I’ve done a lot of deep learning work for chemical synthesis using SMILES representations and transformer models. These have worked quite well, but I want to work with graph-based networks as well to compare performance. I haven’t quite wrapped my head around GCNN/GATs yet, and I wanted to ask some clarifying questions.
Source vectors for attention
As I understand it, attention within a node is applied over all feature vectors sent to that node from direct neighbors. If this is correct, is this technique restricted to direct neighbors, or can a node gather and attend to all features in a graph?
Going off that, does the GAT structure allow a node to attend to a different disconnected graph? The specific example I’m looking at is the case of two chemical reactants, like these:
In graph form, these two molecules are separate graphs. Is it possible for nodes on one molecule graph to attend to or otherwise consider nodes on the other molecule graph? (For reference, the ability for one chemical token to attend to all tokens in the reaction is a major reason why transformers work extremely well on this task).
One thought I had when dealing with this was to run a transformer type attention layer over the entire feature vector after a message passing step, but this gets into my next question.

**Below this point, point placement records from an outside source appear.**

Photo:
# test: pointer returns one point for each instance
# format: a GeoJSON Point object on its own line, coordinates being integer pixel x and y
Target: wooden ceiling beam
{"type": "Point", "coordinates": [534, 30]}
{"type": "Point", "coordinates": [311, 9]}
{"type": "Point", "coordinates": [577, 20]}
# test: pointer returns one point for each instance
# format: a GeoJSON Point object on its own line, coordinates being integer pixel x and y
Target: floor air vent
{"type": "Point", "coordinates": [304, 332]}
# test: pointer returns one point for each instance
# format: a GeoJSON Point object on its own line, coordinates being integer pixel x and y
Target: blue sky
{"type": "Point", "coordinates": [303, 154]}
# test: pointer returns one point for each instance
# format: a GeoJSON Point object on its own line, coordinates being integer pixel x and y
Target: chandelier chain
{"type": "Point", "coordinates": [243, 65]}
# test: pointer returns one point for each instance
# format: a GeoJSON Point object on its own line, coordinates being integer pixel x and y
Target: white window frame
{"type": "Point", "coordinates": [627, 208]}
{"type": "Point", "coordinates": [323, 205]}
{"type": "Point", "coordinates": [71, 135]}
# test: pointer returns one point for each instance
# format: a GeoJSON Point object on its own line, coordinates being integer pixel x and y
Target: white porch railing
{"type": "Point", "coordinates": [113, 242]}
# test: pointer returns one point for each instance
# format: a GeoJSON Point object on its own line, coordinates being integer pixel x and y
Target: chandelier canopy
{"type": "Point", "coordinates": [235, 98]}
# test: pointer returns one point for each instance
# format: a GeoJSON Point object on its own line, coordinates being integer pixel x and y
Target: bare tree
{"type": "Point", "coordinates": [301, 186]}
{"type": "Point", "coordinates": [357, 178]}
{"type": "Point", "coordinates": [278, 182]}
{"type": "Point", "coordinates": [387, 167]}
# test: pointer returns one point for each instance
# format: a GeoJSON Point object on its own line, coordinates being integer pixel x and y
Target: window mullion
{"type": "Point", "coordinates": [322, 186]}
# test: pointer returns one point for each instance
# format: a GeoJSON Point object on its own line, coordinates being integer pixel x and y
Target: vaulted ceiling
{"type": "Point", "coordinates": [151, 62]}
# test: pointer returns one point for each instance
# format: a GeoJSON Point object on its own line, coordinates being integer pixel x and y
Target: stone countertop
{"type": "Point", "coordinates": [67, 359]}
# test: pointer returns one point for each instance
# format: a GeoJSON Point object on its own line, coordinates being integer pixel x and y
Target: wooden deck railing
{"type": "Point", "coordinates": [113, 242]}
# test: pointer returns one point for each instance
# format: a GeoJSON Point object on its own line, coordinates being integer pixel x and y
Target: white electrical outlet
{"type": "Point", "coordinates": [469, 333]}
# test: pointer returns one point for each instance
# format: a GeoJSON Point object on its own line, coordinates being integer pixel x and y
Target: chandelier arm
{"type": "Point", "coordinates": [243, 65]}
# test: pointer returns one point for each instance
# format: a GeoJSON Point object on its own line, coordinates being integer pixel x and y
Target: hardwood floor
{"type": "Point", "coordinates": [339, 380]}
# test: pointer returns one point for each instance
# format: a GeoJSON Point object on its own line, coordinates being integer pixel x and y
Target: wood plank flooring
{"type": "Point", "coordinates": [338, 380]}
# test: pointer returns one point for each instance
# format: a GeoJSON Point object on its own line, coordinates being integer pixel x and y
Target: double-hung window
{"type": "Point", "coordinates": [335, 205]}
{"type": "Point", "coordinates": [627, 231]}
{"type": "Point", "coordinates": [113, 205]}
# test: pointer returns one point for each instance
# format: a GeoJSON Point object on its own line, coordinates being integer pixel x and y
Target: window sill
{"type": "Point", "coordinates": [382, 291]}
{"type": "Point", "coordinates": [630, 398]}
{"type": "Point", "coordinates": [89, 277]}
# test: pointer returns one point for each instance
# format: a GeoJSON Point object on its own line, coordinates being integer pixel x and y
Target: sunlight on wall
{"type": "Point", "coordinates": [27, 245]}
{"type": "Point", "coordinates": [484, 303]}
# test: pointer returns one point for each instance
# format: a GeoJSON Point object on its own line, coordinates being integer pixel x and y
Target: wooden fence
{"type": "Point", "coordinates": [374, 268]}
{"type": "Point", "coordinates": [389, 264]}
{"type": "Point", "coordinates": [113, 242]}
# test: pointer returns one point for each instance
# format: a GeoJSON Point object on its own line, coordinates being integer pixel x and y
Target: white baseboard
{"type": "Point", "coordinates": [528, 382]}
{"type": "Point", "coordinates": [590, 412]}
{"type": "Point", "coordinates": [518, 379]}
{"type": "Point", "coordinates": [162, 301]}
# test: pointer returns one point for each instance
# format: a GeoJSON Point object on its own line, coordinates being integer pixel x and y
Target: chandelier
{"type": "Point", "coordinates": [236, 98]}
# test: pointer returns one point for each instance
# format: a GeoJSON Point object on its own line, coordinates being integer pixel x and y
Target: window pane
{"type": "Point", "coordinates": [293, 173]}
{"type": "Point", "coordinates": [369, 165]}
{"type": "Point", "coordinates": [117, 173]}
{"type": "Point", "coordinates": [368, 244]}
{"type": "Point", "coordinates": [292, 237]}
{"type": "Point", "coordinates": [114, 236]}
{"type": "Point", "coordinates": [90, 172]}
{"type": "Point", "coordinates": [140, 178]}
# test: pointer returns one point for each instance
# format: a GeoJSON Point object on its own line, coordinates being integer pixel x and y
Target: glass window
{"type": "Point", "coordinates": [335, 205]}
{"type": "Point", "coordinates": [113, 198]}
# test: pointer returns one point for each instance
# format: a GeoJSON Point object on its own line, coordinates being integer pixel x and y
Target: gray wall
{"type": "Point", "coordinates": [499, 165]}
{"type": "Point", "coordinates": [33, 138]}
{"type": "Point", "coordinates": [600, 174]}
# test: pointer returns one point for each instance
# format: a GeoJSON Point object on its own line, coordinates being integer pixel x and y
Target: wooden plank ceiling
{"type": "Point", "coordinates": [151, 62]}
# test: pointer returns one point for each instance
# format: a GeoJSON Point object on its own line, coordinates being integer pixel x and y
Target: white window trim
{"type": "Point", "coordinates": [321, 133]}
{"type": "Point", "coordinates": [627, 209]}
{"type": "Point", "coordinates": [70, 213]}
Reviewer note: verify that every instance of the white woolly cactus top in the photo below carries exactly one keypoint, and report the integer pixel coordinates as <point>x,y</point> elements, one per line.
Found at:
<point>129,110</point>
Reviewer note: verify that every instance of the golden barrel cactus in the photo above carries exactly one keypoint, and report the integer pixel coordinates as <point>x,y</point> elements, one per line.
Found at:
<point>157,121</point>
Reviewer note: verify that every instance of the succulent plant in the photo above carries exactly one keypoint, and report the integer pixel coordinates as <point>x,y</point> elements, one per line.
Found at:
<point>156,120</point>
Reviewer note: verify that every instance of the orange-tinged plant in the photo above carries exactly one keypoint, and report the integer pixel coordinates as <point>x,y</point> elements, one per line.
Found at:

Handling batching when multiple examples contain disconnected graphs
Going off the documentation, batching graphs is handled by merging graphs like so:
Batching implies that each input example is a single discrete graph. Now consider two chemical examples:
Here we have two examples. Two reactant sets. Each reactant set contains two separate molecule graphs. If I packaged both examples into a graph batch, it would look the same as four separate examples. How do I represent this kind of data in batched form that preserves the notion that sometimes separate graphs belong to the same example?